I’m more impressed by Xeon Gold vs EPYC perf. The fact that Power 9 is currently slower on workloads that heavily benefit from hand-optimized code specific to Intel CPUs should not really surprise anybody. It’s likely that this code just uses a “portable”, slow implementation on Power9, just because nobody has the systems to work with yet. Additionally it’s also likely that most software in these tests can’t take advantage of such a huge number of threads.
The hardware used in this benchmark isn't very well chosen. All the systems have a different number of cores (Power 16, AMD 32, Intel 40), and the AMD system has the additional disadvantage over the others of being 1P instead of 2P, which approximately halves the available cooling and correspondingly limits clock speeds.
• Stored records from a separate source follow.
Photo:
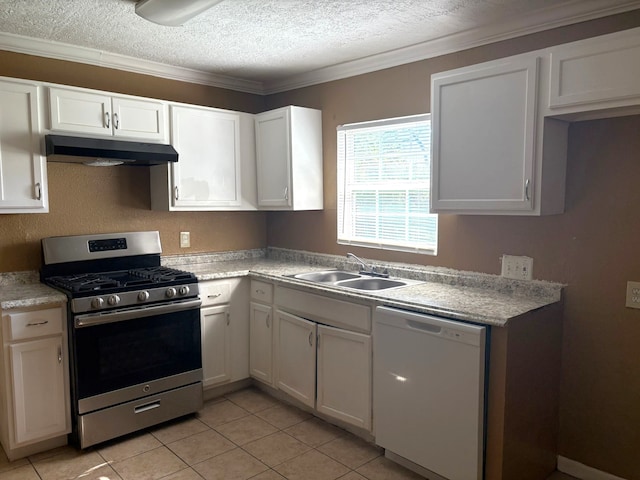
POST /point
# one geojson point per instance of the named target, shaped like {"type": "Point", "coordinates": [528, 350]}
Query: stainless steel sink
{"type": "Point", "coordinates": [372, 283]}
{"type": "Point", "coordinates": [355, 281]}
{"type": "Point", "coordinates": [330, 276]}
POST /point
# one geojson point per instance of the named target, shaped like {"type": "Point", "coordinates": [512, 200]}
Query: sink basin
{"type": "Point", "coordinates": [372, 283]}
{"type": "Point", "coordinates": [327, 276]}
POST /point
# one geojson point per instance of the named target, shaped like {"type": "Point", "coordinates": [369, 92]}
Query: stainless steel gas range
{"type": "Point", "coordinates": [134, 332]}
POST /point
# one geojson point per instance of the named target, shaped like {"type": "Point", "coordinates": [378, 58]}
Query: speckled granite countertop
{"type": "Point", "coordinates": [23, 290]}
{"type": "Point", "coordinates": [474, 297]}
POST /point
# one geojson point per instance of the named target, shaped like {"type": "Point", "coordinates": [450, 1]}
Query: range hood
{"type": "Point", "coordinates": [101, 152]}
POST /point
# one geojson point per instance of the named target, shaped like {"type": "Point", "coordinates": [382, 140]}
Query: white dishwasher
{"type": "Point", "coordinates": [428, 393]}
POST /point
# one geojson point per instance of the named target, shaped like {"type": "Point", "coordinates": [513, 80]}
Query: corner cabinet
{"type": "Point", "coordinates": [35, 379]}
{"type": "Point", "coordinates": [289, 159]}
{"type": "Point", "coordinates": [215, 168]}
{"type": "Point", "coordinates": [96, 113]}
{"type": "Point", "coordinates": [224, 323]}
{"type": "Point", "coordinates": [261, 332]}
{"type": "Point", "coordinates": [23, 174]}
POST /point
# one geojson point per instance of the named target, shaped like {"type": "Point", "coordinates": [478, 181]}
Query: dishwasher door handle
{"type": "Point", "coordinates": [425, 327]}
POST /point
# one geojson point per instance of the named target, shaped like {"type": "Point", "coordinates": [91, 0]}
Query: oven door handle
{"type": "Point", "coordinates": [93, 319]}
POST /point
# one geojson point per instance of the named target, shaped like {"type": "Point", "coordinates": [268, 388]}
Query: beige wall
{"type": "Point", "coordinates": [591, 247]}
{"type": "Point", "coordinates": [94, 200]}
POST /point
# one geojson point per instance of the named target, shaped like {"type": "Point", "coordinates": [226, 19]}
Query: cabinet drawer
{"type": "Point", "coordinates": [337, 313]}
{"type": "Point", "coordinates": [36, 323]}
{"type": "Point", "coordinates": [214, 293]}
{"type": "Point", "coordinates": [261, 291]}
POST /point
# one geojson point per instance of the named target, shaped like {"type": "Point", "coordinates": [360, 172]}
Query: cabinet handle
{"type": "Point", "coordinates": [35, 324]}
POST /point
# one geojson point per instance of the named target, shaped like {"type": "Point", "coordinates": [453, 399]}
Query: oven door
{"type": "Point", "coordinates": [126, 354]}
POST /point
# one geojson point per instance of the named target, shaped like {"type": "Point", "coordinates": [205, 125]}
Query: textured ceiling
{"type": "Point", "coordinates": [267, 41]}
The results aren't very surprising given that.
Making comparisons like this can make sense when one of the competitors doesn't make an equivalent product, but they all do make products with an equivalent number of sockets and cores.
It depends on what you want to compare. If it's performance at a certain price point, you select systems at that point. You can compare on performance per watt or per volume or more abstract comparisons (ideally unbound by price or size) of performance per core, socket or thread at various load factors.
I believe the fair comparison would be performance per dollar - comparing similarly priced components. Same sockets and cores can have wildly different costs.
Comparing like with like can give you a better idea of what's going on even if the prices aren't the same. It's a matter of isolating the architecture from the other factors. If a 40 core 2P Intel system is faster than a 32 core 1P AMD system, you don't know if the difference is architectural or just the extra cores and sockets, so you don't know whether to expect a 48 core 2P AMD system to be faster or slower than the Intel system.
And the tested systems aren't equivalently priced here either.
> the AMD system has the additional disadvantage over the others of being 1P instead of 2P, which approximately halves the available cooling and correspondingly limits clock speeds.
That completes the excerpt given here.